Existe-t-il une politique industrielle européenne ?

Aujourd’hui, il y a 27 politiques industrielles, qui ne sont pas harmonisées. C’est important de parler d’une politique industrielle européenne, en espérant que ce n’est pas trop tard. Il y a encore moins de deux ans, cette idée était taboue. J’aimerais que nous parlions un jour d’une PIC (Politique industrielle communautaire), comme on parle de la PAC (Politique agricole commune).

La Commission européenne a présenté, le 28 octobre, une communication sur la politique industrielle. Que reprochez-vous à ce texte?

La Commission n’ose pas regarder ce qu’elle a fait jusqu’à présent. Elle ne se dit pas qu'avec la crise, les règles mises en place ne sont peut être plus adaptées à l’économie actuelle.

La politique industrielle est très transversale. Il faudrait une vraie collégialité au sein de la Commission. Aujourd'hui les personnalités en charge du marché intérieur et de l'industrie sont, par exemple, très conscients de la nécessité d’aborder les choses autrement. Mais d'autres commissaires sont encore attachés aux dogmes du passé sur le libre-échange.

Il faut se donner des règles permettant de renforcer la compétitivité de notre économie et donc de notre industrie.

Comment faire pour rendre l’industrie européenne plus compétitive ?

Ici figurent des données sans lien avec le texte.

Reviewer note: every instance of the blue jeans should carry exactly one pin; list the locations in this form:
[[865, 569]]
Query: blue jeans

Il y a tout à construire. La Commission doit revoir toutes les politiques, dans l’urgence mais correctement, pour donner une impulsion à une stratégie industrielle européenne. L'UE ne doit pas être naïve.

Nous devons renforcer l’aide à nos PME et l’allégement de leurs charges, les brevets européens, la lutte contre la contrefaçon avec le "Made in". De même, si l’Europe n’accède pas aux matières premières, on ne pourra plus parler de politique industrielle innovante.

Nous avons également besoin de "grands champions industriels" européens, c’est indispensable. C'est la seule manière de faire face à la Chine, par exemple. L'Europe doit se réveiller sur ce sujet. 

Galileo ou Airbus sont des "grands champions". Aujourd’hui, nous n’arriverions plus à faire Airbus car les règles que nous nous sommes imposées en Europe ne le permettraient pas. Il faut donc revoir ces règles.  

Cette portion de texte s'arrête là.